This article is a deeper dive into yield maintenance prepayment penalties and how they can affect your business plan as well as your underwriting. Yield maintenance is a fee paid to a lender by a borrower in order to pay off their loan prior to maturity. The fee is calculated based on the loans’ interest rate, the prevailing risk-free rate and the remaining term of the loan. Based on this calculation, the lender is in effect able to receive the equivalent of all of the interest that they are missing out on from the remaining term of the loan. The severity of the prepayment penalty depends on the change in risk-free rates (10-year US treasury yield) from the time the loan was originated to when it is paid off. If risk-free rates are higher, then the prepayment penalty is lower, since a lender can theoretically re-loan out the money at a higher interest rate. The opposite is true if risk-free rates move lower since origination.

Essentially, yield maintenance provides lenders 100% call protection which is why lenders prefer this prepayment penalty and will offer the best terms in this structure. This prepayment penalty only applies to fixed rate loans since lenders are constantly exposed to market interest rates in floating rate loans. For borrowers, yield maintenance can be extremely expensive and often prohibits borrowers from prepaying their loan until there is around four years of term remaining or less.

I have almost never seen yield maintenance factored into an underwriting for a deal, which is bizarre since it can have such a large cost and/or influence on the outcome of an investment. One rationale is to make the assumption that the deal will be sold on assumption (no pun intended), meaning the future buyer will assume the existing financing to avoid paying the prepayment penalty.

Selling a deal subject the existing financing is absolutely a viable exit. However, it is usually not without its complications. Selling on assumption usually results in selling at a discount because the underlying financing is likely to not be as attractive as new acquisition financing since the existing debt may no longer have any interest-only payment period remaining.
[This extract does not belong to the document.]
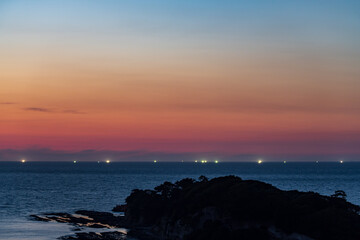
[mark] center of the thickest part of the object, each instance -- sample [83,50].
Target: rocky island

Furthermore, the existing debt may be at a low leverage point compared to the proposed sale price and while a supplemental loan may be able to gross up leverage to 75%, it is still unlikely to be as attractive as new debt.

Because of the potential for a reduced valuation due to the loan assumption, if an investor is planning to sell the property subject to the in-place debt, they should account for this by adjusting their exit cap rate slightly higher. By doing so, this will factor in the lower price the encumbered property will likely sell for in comparison to its free-and-clear value. So while you may not have to incorporate any financing fees or loan prepayment penalties upon exit, there still must be some adjustment for the fact that the business plan is assuming a loan assumption sale.